Identification of circulating monocytes as producers of tuberculosis disease biomarker C1q

Abstract

Tuberculosis (TB) is a prevalent disease causing an estimated 1.6 million deaths and 10.6 million new cases annually. Discriminating TB disease from differential diagnoses can be complex, particularly in the field. Increased levels of complement component C1q in serum have been identified as a specific and accessible biomarker for TB disease but the source of C1q in circulation has not been identified. Here, data and samples previously collected from human cohorts, a clinical trial and a non-human primate study were used to identify cells producing C1q in circulation. Cell subset frequencies were correlated with serum C1q levels and combined with single cell RNA sequencing and flow cytometry analyses.

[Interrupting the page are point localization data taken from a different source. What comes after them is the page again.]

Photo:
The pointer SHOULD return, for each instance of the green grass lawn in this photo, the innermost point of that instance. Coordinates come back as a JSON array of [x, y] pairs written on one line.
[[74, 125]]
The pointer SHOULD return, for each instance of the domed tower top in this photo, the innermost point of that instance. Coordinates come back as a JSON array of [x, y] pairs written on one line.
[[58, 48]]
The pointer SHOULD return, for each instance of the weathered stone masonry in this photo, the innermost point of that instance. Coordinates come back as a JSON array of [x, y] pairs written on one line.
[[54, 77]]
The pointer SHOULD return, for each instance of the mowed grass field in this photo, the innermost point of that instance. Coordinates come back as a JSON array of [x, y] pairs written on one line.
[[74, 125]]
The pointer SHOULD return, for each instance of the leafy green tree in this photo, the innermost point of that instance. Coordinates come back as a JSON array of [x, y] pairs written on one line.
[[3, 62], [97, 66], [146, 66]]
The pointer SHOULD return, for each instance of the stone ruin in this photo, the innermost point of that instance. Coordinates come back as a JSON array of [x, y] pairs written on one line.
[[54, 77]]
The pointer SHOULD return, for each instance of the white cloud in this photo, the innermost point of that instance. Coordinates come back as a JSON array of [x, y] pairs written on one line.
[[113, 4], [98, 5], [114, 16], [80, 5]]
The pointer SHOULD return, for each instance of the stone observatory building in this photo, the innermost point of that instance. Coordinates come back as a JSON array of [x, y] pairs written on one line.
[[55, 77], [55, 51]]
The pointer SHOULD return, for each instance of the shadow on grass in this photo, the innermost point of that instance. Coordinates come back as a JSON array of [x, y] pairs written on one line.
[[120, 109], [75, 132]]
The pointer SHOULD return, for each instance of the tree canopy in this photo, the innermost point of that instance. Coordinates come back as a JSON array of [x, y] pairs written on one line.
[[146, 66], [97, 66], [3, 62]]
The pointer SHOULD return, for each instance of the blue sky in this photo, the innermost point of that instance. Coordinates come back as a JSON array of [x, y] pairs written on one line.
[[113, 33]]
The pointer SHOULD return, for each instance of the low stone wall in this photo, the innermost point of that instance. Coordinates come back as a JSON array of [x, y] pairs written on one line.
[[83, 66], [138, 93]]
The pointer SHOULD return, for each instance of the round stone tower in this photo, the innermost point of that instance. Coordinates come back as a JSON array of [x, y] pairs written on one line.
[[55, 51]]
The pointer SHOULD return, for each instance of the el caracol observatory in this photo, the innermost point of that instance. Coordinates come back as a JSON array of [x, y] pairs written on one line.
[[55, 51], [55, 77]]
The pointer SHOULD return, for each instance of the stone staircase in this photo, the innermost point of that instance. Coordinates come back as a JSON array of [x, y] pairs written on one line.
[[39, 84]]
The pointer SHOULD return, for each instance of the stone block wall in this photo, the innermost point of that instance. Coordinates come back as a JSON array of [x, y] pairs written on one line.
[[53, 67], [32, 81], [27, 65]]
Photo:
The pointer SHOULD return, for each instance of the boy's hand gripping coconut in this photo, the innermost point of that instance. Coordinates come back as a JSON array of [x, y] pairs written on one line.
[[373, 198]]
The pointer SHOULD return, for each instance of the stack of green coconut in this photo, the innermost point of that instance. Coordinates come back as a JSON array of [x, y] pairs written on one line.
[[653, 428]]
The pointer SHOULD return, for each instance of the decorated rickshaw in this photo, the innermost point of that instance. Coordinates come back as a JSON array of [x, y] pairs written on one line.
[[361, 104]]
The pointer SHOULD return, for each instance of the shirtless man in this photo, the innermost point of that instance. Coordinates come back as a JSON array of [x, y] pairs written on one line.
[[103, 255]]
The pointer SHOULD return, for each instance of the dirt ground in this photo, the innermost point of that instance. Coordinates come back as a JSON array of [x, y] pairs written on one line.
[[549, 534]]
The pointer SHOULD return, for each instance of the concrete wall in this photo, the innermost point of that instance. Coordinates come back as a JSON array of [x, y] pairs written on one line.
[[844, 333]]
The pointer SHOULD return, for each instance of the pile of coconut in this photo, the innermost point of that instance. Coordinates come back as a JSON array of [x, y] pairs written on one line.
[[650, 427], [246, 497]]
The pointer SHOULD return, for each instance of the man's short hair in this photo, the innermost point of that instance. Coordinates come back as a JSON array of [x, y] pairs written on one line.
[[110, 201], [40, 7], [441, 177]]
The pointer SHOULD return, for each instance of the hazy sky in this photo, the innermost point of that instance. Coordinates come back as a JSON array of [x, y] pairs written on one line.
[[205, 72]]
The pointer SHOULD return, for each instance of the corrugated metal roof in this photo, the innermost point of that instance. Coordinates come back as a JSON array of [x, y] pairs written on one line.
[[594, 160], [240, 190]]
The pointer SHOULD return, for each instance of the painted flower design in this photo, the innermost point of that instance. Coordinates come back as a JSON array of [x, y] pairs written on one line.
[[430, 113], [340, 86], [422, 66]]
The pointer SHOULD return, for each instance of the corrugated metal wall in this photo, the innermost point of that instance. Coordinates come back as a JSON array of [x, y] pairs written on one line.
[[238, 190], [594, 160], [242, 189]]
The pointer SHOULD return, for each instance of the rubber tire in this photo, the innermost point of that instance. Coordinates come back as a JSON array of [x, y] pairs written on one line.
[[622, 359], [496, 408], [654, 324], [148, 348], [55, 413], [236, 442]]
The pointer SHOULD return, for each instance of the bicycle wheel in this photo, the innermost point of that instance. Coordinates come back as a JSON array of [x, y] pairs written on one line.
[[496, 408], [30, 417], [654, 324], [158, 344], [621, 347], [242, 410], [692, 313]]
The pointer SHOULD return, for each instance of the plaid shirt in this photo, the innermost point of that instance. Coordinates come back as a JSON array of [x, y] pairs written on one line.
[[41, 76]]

This identified monocytes as C1q producers in circulation, with a pronounced expression of C1q in classical and intermediate monocytes and variable expression in non-classical monocytes.

Figure 1

C1q serum levels are increased in patients with pulmonary tuberculosis disease but not during Salmonella Typhi infection. Serum C1q levels (µg/mL) were measured by ELISA in different cohorts; (A) in a cohort of individuals with TB disease (n = 31), TB infection (n = 65) and healthy controls (n = 20) from Utrecht and Leiden, (B) in an Indonesian cohort of Salmonella Typhi patients (n = 50) compared to endemic controls (n = 50) and (C) in a controlled human infection study with Salmonella Typhi, prior to infection (D0) (n = 20), time of diagnosis (n = 20) and 48 h after diagnosis (n = 20). Data was analyzed using a Kruskal–Wallis test.

Figure 2

C1q serum levels correlate with circulating monocyte numbers in TB-infected humans and non-human primates. (A) Serum levels of C1q (µg/mL) as measured by ELISA in an Italian cohort of healthy controls (n = 5) and individuals with TB infection (n = 18), TB disease (n = 19) or past TB disease (n = 19). (B–F) Enumeration of cell populations in the circulation: leukocytes (B), lymphocytes (C), neutrophils (D), monocytes (E) and the monocyte/lymphocyte ratio (F). (G–K) Correlation between serum C1q (µg/mL) and cell subsets: leukocytes (G), lymphocytes (H), neutrophils (I), monocytes (J) and M/L ratio (K). Dots are colour-coded for the status of the individual: healthy (black), TB infection (blue), TB disease (red) or past TB (green). (L–O) Correlations between serum C1q levels and cell counts of rhesus macaques with (blue) or without (red) BCG vaccination at 6 and 12 weeks post infection with Mtb. Data in panel (A–F) were analyzed using Kruskal–Wallis test with a Dunn’s multiple comparisons correction and data in panel G-O were analyzed by Spearman’s correlation.

Figure 3

Monocytes are a main source of C1Q transcripts in single cell transcriptomic analysis. Single cell RNA sequencing data from healthy controls (n = 2), TB infected (n = 2) and TB diseased individuals (n = 3) was integrated for analysis. (A) Following quality control steps and scaling, PCA and UMAP were performed and cell clusters shown in a dimension plot and identified as B cells (purple), T cells (red), NK cells (blue) and monocytes (green) based on their transcript expression patterns. (B) Expression levels of MS4A1 (encoding CD20), CD3E, GNLY, CD14, FCGR1A, FCGR3A, C1QA, C1QB and C1QC across these clusters are shown.

Figure 4

Monocytes are the main C1q-producing cells in circulation. Expression of C1q was determined by flow cytometry in healthy controls (n = 10), TB infected- (n = 11) and TB diseased individuals (n = 11) from the Leiden cohort. (A) Representative plots of anti-C1q staining of CD14⁺ monocytes, CD19⁺ B cells, CD3⁺ T cells and CD56⁺ NK cells. (B) Percentage of C1q⁺ cells per population and (C) as detected via intracellular (left) and surface (right) anti-C1q staining. (D,E) Quantification of percentage C1q⁺ cells (D) and MFI (E) per cell type in the different patient groups. (F) Representative plots of monocyte classification into CD14⁻CD16⁺ non-classical, CD14⁺CD16⁺ intermediate monocytes and CD14⁺CD16⁻ classical monocytes and their expression of C1q. (G,H) Quantification of percentage (G) and MFI (H) of C1q expression per monocyte subset in healthy controls (black), individuals with TB infection (blue) and TB disease (red). Data in panel (D,E,G,H) were analyzed using Kruskal–Wallis test with a Dunn’s multiple comparisons correction.